Comment by throwaway0123_5

5 months ago

> yet o1 with high reasoning could only solve 16.5% of tasks formatted this way.

48.5% with pass@7 though, and presumably o3 would do better... they don't report the inference costs but I'd be shocked if they weren't substantially less than the payouts. I think it is pretty clear that there is real economic value here, and it does make me nervous for the future of the profession, moreso than any prior benchmark.

I agree it isn't perfect. Only tests TS/JS and the vast majority of the tasks are front-end, still none of the mainstream software engineering benchmarks test anything but JS/Python/sometimes Java.

> Turns out, it's worse than Claude Sonnet when it comes to coding.

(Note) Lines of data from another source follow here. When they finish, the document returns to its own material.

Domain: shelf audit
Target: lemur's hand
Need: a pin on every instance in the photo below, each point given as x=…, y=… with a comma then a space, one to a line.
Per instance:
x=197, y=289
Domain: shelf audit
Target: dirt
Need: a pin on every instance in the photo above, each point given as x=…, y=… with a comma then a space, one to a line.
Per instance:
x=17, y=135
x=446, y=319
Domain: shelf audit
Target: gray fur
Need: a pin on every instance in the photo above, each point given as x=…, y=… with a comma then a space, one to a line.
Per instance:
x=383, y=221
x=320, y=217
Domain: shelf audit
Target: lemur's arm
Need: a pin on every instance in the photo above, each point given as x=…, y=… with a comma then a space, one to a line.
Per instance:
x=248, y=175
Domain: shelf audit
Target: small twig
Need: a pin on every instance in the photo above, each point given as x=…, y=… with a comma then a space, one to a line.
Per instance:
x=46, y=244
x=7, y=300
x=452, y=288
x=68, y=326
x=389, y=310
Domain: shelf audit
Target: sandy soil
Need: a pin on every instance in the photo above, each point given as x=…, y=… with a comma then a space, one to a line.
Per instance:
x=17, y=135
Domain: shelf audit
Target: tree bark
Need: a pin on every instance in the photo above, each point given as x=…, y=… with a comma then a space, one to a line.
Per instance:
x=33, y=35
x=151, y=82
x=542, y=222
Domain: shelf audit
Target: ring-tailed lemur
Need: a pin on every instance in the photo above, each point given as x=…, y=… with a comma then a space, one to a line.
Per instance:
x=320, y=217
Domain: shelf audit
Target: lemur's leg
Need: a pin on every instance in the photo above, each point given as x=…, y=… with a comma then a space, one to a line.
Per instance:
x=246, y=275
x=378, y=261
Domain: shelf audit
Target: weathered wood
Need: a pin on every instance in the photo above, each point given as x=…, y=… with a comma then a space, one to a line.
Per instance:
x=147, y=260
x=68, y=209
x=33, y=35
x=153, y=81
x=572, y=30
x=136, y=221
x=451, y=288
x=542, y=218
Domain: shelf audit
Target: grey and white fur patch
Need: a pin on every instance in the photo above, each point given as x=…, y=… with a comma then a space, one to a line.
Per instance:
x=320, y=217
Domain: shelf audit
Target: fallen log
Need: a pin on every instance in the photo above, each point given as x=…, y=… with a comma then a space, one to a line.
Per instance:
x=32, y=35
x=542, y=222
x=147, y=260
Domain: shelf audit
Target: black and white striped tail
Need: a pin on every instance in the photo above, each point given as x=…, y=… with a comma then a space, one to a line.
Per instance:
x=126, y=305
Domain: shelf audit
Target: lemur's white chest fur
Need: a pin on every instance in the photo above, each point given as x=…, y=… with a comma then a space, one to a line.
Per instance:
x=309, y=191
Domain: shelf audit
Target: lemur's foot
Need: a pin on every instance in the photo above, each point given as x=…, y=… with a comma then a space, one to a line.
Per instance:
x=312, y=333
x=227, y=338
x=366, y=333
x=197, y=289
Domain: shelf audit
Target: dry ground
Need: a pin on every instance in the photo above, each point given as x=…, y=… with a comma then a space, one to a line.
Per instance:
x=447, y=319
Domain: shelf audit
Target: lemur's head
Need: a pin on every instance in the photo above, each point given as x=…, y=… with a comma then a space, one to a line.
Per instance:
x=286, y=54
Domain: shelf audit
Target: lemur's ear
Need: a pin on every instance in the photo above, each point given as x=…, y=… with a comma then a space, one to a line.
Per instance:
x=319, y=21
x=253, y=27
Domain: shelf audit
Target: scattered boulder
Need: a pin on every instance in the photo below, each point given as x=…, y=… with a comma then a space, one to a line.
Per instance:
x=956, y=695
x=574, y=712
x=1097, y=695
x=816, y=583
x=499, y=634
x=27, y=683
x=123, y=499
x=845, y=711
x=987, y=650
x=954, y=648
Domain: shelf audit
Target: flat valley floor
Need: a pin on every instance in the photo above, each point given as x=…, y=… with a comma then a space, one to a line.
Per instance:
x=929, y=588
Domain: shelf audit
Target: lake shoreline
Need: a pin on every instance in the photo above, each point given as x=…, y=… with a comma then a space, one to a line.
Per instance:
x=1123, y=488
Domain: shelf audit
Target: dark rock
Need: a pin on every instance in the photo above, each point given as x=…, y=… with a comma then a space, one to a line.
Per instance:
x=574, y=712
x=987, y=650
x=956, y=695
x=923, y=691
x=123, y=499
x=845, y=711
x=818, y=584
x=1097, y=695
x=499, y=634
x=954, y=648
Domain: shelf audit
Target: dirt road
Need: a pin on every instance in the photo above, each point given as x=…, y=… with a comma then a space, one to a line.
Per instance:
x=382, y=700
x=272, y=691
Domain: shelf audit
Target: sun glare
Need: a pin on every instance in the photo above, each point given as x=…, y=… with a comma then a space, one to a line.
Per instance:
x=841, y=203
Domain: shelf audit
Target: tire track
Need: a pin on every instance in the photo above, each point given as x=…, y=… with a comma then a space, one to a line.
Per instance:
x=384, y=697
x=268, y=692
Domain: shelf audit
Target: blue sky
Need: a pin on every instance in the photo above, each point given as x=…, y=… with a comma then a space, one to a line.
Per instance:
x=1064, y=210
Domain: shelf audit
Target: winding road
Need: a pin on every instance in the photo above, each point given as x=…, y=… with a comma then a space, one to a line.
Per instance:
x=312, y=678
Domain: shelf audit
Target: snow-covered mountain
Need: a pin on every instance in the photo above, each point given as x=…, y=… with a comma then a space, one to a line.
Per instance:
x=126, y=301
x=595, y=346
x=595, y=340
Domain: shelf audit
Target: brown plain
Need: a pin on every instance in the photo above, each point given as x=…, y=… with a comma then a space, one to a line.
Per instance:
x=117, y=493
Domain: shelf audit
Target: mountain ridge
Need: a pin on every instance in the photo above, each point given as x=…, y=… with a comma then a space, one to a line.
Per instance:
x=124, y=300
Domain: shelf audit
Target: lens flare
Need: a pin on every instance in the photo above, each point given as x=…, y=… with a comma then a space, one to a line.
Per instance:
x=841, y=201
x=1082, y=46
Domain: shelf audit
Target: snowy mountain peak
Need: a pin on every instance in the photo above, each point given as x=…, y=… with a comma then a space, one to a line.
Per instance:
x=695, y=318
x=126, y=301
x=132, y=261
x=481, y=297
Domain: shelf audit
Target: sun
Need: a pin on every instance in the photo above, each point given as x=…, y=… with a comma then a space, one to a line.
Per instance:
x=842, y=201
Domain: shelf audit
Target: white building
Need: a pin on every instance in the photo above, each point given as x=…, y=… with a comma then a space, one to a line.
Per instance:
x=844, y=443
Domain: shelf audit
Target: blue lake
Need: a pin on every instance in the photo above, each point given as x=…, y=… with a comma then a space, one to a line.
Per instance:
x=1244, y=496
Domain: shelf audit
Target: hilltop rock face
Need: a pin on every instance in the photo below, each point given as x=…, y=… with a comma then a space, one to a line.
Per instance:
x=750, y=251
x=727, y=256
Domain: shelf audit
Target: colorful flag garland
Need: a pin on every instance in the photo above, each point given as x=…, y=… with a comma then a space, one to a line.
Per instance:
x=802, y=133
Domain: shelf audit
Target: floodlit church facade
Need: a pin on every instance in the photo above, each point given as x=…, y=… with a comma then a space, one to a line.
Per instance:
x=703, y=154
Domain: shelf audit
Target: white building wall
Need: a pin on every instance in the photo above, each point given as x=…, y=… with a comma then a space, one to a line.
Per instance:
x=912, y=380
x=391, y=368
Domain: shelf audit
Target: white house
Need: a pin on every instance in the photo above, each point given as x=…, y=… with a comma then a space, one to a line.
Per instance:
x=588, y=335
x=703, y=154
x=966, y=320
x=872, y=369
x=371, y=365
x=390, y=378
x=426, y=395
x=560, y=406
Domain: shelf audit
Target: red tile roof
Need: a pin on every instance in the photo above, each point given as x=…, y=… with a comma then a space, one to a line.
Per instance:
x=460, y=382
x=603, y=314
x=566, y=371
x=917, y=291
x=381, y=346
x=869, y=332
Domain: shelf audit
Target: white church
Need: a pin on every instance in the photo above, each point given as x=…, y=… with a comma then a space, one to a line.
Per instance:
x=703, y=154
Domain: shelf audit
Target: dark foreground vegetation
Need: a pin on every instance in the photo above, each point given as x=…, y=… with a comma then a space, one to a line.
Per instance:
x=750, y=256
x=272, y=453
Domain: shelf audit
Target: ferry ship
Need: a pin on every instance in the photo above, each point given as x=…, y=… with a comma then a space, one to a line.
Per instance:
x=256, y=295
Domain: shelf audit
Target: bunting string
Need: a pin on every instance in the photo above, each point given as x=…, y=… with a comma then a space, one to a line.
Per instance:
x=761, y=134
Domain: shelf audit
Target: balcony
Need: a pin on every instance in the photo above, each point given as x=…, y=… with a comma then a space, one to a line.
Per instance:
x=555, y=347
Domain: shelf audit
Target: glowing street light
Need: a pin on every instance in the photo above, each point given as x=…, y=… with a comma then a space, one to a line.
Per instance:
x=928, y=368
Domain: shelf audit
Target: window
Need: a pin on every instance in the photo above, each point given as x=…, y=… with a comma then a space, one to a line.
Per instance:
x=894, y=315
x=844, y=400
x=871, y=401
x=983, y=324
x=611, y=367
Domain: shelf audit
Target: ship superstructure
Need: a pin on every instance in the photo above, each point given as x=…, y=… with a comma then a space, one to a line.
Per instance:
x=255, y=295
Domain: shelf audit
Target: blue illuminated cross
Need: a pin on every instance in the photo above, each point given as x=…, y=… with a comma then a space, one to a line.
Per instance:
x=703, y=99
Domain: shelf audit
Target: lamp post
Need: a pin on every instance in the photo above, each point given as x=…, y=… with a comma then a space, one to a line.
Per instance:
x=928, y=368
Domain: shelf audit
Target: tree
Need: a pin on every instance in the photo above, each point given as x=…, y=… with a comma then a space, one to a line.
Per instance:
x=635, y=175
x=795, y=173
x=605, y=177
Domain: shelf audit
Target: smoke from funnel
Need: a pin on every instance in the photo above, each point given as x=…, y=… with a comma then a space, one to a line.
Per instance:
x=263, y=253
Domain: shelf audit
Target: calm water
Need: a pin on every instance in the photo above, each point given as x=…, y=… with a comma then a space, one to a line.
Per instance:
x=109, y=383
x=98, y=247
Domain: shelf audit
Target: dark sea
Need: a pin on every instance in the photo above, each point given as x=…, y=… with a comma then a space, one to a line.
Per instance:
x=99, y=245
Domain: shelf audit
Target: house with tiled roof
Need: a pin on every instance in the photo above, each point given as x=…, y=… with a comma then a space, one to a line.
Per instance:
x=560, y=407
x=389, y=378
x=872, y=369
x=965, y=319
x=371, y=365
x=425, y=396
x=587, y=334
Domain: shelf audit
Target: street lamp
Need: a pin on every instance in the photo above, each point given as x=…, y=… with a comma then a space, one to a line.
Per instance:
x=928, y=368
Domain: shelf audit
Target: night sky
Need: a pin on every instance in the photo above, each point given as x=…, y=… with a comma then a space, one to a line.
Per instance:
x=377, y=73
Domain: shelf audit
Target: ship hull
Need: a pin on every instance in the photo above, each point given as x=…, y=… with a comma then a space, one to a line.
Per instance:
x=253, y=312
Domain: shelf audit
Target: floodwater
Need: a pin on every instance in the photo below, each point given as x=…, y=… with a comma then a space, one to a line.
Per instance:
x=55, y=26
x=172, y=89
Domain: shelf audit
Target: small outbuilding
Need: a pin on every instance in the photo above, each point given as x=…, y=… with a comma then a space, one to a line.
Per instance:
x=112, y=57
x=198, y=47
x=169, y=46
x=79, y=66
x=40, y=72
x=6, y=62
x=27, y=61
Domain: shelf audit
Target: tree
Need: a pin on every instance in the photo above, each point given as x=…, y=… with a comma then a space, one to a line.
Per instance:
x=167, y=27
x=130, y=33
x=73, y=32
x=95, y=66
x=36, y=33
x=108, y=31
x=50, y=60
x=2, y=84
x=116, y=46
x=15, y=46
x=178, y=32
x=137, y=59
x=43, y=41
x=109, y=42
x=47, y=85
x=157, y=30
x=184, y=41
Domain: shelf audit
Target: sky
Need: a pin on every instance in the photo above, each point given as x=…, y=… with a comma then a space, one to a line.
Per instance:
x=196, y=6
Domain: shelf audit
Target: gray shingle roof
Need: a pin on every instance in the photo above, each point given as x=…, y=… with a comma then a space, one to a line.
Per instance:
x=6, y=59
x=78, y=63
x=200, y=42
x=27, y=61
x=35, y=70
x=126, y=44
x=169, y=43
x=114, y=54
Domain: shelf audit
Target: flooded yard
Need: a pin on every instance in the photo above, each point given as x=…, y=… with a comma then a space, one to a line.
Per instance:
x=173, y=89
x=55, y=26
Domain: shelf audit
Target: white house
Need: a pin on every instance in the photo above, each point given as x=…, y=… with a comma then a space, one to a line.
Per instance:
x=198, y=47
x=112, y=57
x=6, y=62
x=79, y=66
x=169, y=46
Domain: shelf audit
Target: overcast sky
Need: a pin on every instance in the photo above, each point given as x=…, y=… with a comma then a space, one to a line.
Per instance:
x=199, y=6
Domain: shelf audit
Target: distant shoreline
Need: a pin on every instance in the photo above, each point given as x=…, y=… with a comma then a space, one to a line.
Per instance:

This was an interesting takeaway for me too. At first I thought that it suggested reasoning models mostly only help with small-scale, well-defined reasoning tasks, but they report o1's pass@1 going from 9.3% at low reasoning effort to 16.5% with high reasoning effort, so I don't think that can be the case.

1 comment

throwaway0123_5

Bjorkbat 5 months ago

Yeah, I saw the pass@7 figure as well, and I'm not sure what to make of it. On the one hand, solving nearly half of all tasks is impressive. On the other hand, a machine that might do something correctly if you give it 7 attempts isn't particularly enjoyable to use.